En tiempos de crisis los espectadores del fútbol no se gastarán el poco dinero que tengan en cualquier cosa. Comprarán los productos que anuncie Cristiano Ronaldo, porque los anuncia Cristiano Ronaldo. Esa es la altura de miras del consumidor español, le pese a quien le pese. Y los derechos de imagen del Sr. Ronaldo valen mucho dinero, aunque no sea el mejor jugador de la historia.
Somos un país pobre, ignorante e inculto. Y nos orgullecemos de serlo. Nos encanta escaquearnos, hacer novillos, pillar una baja, prejubilarnos, vivir del paro, del PER, opositar, cobrar en negro. Y compramos los productos que patrocinan los futbolistas.

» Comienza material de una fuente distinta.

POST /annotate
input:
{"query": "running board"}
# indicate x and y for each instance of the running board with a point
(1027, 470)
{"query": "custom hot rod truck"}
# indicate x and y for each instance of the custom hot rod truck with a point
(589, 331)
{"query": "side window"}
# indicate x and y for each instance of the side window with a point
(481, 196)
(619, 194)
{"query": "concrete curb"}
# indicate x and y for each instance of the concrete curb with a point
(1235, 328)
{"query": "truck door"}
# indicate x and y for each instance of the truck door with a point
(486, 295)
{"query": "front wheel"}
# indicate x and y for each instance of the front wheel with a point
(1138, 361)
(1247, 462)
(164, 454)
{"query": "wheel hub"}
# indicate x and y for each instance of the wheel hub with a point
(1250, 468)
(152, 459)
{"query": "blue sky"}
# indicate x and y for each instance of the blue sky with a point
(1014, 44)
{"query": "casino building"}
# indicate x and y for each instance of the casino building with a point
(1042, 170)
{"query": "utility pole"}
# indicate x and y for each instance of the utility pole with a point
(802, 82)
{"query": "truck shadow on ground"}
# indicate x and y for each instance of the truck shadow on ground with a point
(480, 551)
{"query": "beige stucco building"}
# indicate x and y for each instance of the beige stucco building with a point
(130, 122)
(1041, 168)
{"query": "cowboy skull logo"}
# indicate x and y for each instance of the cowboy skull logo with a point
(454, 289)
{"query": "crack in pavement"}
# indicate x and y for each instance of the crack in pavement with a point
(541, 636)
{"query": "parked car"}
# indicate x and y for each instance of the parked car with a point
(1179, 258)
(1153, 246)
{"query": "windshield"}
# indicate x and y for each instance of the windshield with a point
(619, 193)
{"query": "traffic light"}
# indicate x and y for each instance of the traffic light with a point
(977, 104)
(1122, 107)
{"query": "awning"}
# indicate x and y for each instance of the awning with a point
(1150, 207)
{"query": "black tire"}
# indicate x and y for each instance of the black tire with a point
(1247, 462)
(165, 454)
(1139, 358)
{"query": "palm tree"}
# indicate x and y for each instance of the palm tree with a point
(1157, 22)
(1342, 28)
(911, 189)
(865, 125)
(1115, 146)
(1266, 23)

Y lo de anunciar a Unicef, a Bwin, a Samsung o a Perico de los Palotes ya me parece de traca.
En resumen, Florentino no tiene ninguna culpa de que el deporte en el fútbol sea meramente accesorio. Son los compradores de camisetas los que han pervertido el balompié. Y en estos tiempos en los que hay menos dinero para gastar, Florentino hace bien fichando un escaparate con altas probabilidades de rentabilidad.
Y ya de paso, el triplete pasa al olvido en una semana.
Jugada maestra.
Posdata: no me gusta el fútbol, y no soy seguidor de ningún equipo. Si acaso el tenis o el golf son buenos para echar una siesta.